Kate Bush ‘shocked and honoured’ to earn place in Rock and Roll Hall of Fame

Kate Bush pictured in 2014.
‘It means a great deal’ … Kate Bush pictured in 2014. Photograph: Trevor Leighton/Fish People/AFP/Getty Images

Kate Bush has said she is “completely shocked” at being included in the Rock and Roll Hall of Fame’s latest round of inductees.

Added alongside George Michael, Rage Against the Machine, Willie Nelson, Sheryl Crow, the Spinners and Missy Elliott – the first female rapper to be inducted – Bush told Rolling Stone:

It’s something I just never thought would happen. Thank you so much to everyone who voted for me. It means a great deal that you would think of me. It’s such a huge honour. Now, as part of the initiation ceremony, I get to find out about the secret handshake … there is one, right?

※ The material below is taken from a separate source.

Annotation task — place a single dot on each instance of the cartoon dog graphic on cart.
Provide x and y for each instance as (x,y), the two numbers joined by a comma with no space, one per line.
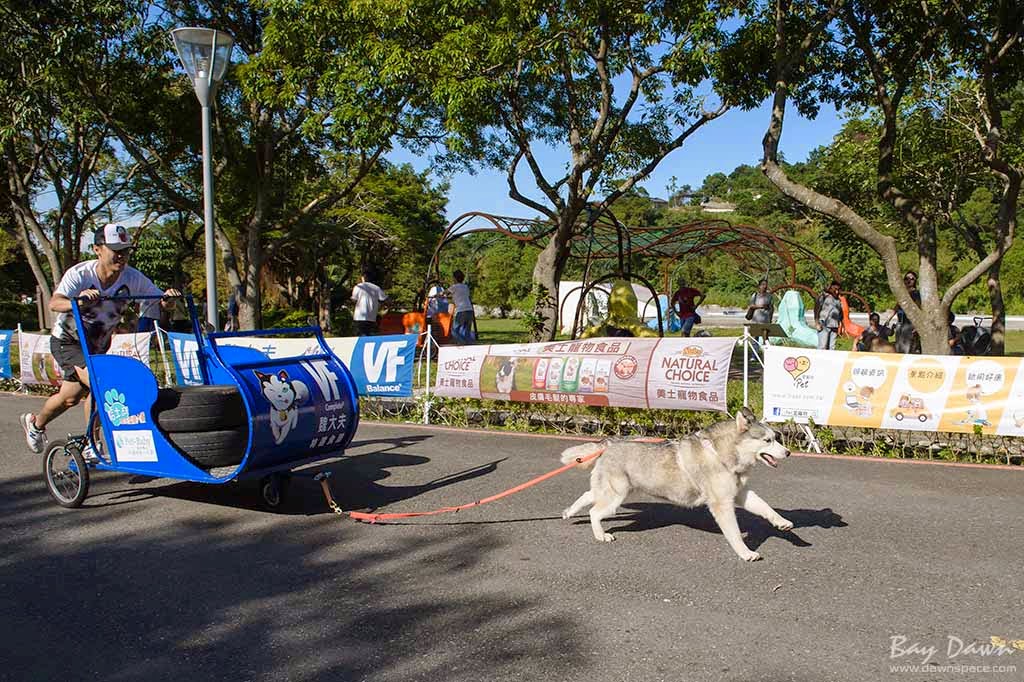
(284,396)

Bush had been nominated three times before for inclusion alongside the 365 acts previously included in the Hall, which began in 1983 and had a physical museum that opened in Cleveland in 1995. Artists become eligible to join 25 years after the release of their first record and a panel of more than 1,000 industry figures vote on the inductees.

The Hall of Fame is seen by admirers as a defining canon of western pop and rock, and by critics as a badly incomplete, capricious and uneven set of choices that has deprioritised women and people of colour. Writing in the Guardian in March, Courtney Love criticised the Hall of Fame as an “annual reminder of just how extraordinary a woman must be to make it into the ol’ boys club”.

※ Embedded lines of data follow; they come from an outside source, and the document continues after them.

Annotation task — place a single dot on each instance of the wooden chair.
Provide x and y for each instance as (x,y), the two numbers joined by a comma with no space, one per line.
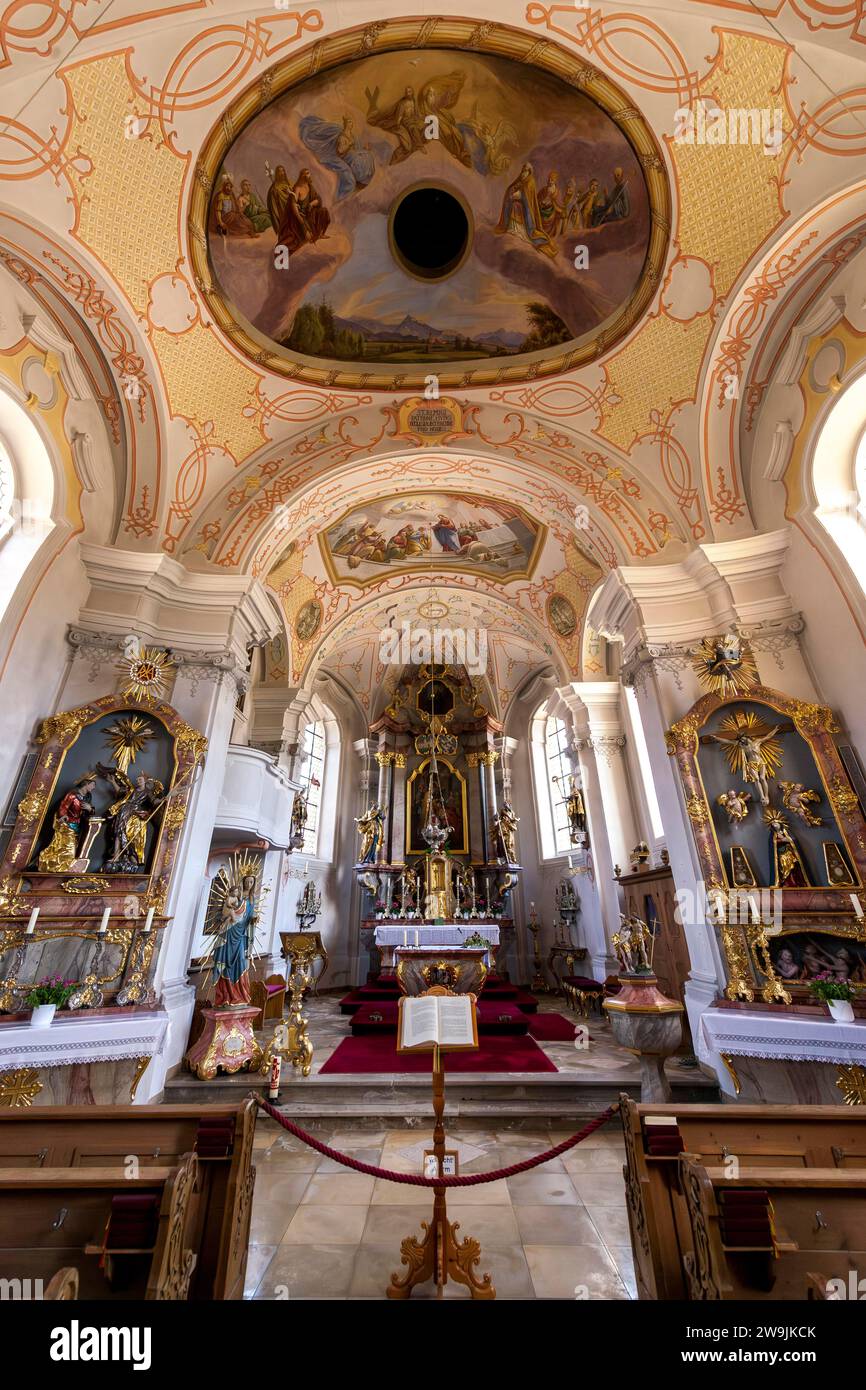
(91,1137)
(53,1215)
(759,1136)
(770,1232)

As usual, this year’s inductees were drawn from a wider pool of shortlisted artists, which included Soundgarden, the White Stripes, Cyndi Lauper, Joy Division/New Order, A Tribe Called Quest, Iron Maiden and Warren Zevon.

Zack de la Rocha of Rage Against the Machine performing in July 2022.
‘Surprising trajectory’ … Zack de la Rocha of Rage Against the Machine performing in July 2022. Photograph: Amy Harris/Invision/AP

Rage Against the Machine have been waiting even longer than Bush to be inducted: this year was their fifth time as a finalist. They thanked the Hall of Fame for recognising “the music and the mission” and called their inclusion part of a “surprising trajectory” for “a band who is as well known for our albums as we are for our fierce opposition to the US war machine, white supremacy, and exploitation”.

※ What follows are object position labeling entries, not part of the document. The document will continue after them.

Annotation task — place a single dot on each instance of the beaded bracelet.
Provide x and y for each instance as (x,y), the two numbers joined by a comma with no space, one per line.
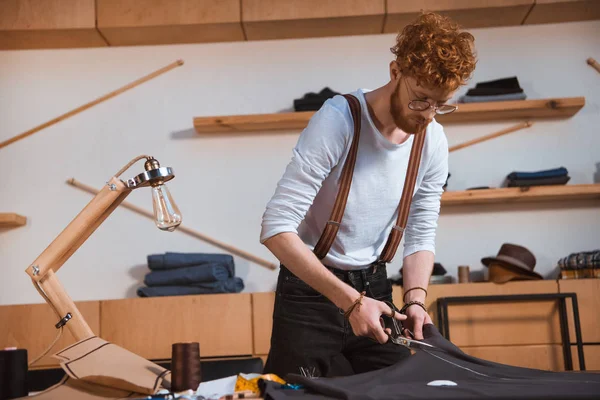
(412,303)
(417,287)
(357,303)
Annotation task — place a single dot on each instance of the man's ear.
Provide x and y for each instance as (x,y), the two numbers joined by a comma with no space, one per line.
(395,73)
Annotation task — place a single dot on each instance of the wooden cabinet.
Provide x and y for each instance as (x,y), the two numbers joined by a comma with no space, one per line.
(551,11)
(46,24)
(145,22)
(468,13)
(283,19)
(221,323)
(31,327)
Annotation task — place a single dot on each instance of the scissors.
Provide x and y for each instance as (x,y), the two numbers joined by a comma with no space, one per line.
(396,335)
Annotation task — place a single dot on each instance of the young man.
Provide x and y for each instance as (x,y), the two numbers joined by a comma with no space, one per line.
(312,328)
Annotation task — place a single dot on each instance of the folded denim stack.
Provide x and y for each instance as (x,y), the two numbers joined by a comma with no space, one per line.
(581,265)
(496,90)
(556,176)
(177,274)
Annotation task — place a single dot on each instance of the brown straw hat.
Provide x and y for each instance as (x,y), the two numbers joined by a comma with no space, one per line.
(513,262)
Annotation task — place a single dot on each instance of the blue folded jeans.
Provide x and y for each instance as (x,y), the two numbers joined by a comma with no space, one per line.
(210,272)
(231,285)
(171,260)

Nelson, who turned 90 last weekend, was inducted on his first nomination, as were Michael, Elliott and Crow; Michael was automatically inducted as the finalist to earn the most votes from a public poll.

Outside the main inductees are a number of other award recipients. Chaka Khan, Al Kooper and Bernie Taupin receive the musical excellence award, while DJ Kool Herc and Link Wray earn the musical influence award. Don Cornelius, the host of long-running music revue Soul Train who died in 2012, is given the Ahmet Ertegun award for excellence by non-performing music industry figures.

Hall of Fame president and chief executive Joel Peresman told Rolling Stone that he hoped Bush would perform at the induction ceremony on 3 November: “We open that door. It’s up to her.” If she did perform, it would be her first live performance since her 2014 London concert residency, Before the Dawn, which was in turn her first live performance in 35 years.

She earned a new and impassioned fanbase in 2022, after her song Running Up That Hill was used as a crucial plot point in the hit Netflix series Stranger Things. The song re-entered the charts, eventually reaching No 1 in the UK and No 3 in the US.